When you enable two-factor authentication on an account, most services provide a set of single-use backup recovery codes — typically 8-12 numeric or alphanumeric codes that can be used in place of your normal 2FA method if you lose access to your primary 2FA device. These codes are critical: if you lose your phone and do not have these codes, you may be permanently locked out of your account. They need to be stored in a way that is both secure (not easily stolen) and accessible (available when you need them even if your phone is lost).
The best place to store 2FA recovery codes for most accounts is in your password manager's secure notes — attached to the relevant account entry. This means your recovery codes are encrypted within your vault, accessible on any device where you can open the vault, and organised alongside the credentials they protect. The exception is the recovery codes for the password manager account itself, which must be stored separately (since you cannot access the vault if you are locked out of the manager) — these belong in a physically secure location alongside your master passphrase backup.
For critical accounts like your primary email and banking services, physical backup of recovery codes provides an additional safety net. Print or write down the codes for these highest-value accounts and store them in your fireproof safe or safety deposit box. The inconvenience of physical storage is justified for accounts that protect your financial and identity infrastructure. Review and regenerate recovery codes annually for high-value accounts, invalidating the old set and creating fresh ones.
A systematic recovery security audit reviews all your critical accounts' recovery settings in one session. Start with your primary email account — check what recovery email is registered, what phone number is registered, whether the recovery phone has its own SIM card PIN, and whether you have the account recovery passphrase stored securely. Make any necessary changes, then move to financial accounts: your primary bank, investment platforms, and PayMe or other e-wallet services.
For each critical account, document: what recovery methods are available; which you have enabled; where recovery codes are stored; and the date you last reviewed this information. This documentation does not need to be detailed — a simple entry in your password manager's notes for each account ("Recovery email: [address]. 2FA codes: in vault notes. Last reviewed: [date]") is sufficient. The act of documenting forces you to check each account and creates a reminder system for future reviews.

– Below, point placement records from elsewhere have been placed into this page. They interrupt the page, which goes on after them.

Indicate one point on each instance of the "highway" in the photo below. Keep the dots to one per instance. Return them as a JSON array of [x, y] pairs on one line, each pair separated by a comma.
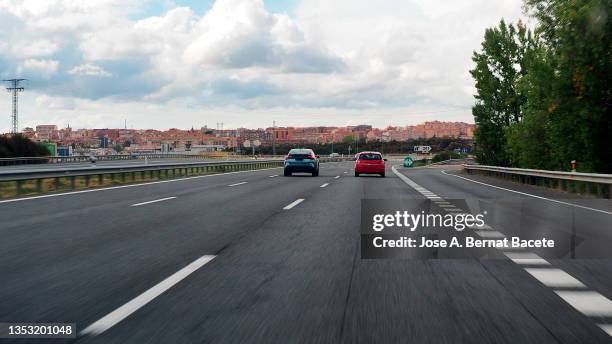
[[255, 257]]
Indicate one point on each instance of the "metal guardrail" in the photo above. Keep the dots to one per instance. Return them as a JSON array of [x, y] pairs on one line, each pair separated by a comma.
[[577, 182], [16, 183], [116, 157]]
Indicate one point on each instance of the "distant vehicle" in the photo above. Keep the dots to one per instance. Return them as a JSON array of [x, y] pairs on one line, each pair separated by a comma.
[[369, 163], [301, 160], [408, 162], [422, 149]]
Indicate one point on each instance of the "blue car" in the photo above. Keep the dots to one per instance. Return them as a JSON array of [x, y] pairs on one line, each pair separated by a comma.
[[301, 160]]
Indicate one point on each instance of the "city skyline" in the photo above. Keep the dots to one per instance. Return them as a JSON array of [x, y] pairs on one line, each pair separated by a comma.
[[104, 141], [243, 62]]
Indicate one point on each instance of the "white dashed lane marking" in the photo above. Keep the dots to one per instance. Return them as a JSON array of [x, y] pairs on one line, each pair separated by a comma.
[[135, 304], [153, 201], [588, 302], [236, 184], [554, 278], [293, 204]]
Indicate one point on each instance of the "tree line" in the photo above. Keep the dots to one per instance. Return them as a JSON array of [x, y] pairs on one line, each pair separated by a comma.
[[544, 91]]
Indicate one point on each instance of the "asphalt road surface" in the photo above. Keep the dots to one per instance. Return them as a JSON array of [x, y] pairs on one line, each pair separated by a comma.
[[255, 257]]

Ongoing recovery security maintenance is straightforward once the initial audit is complete. When you change a phone number, immediately update all account recovery settings before deactivating the old number — this is a frequently overlooked step that can lock you out of accounts or leave old, compromisable numbers as active recovery options. When you change your primary email address, similarly update all account recovery settings. Include a "recovery settings review" as part of your annual password security review cycle.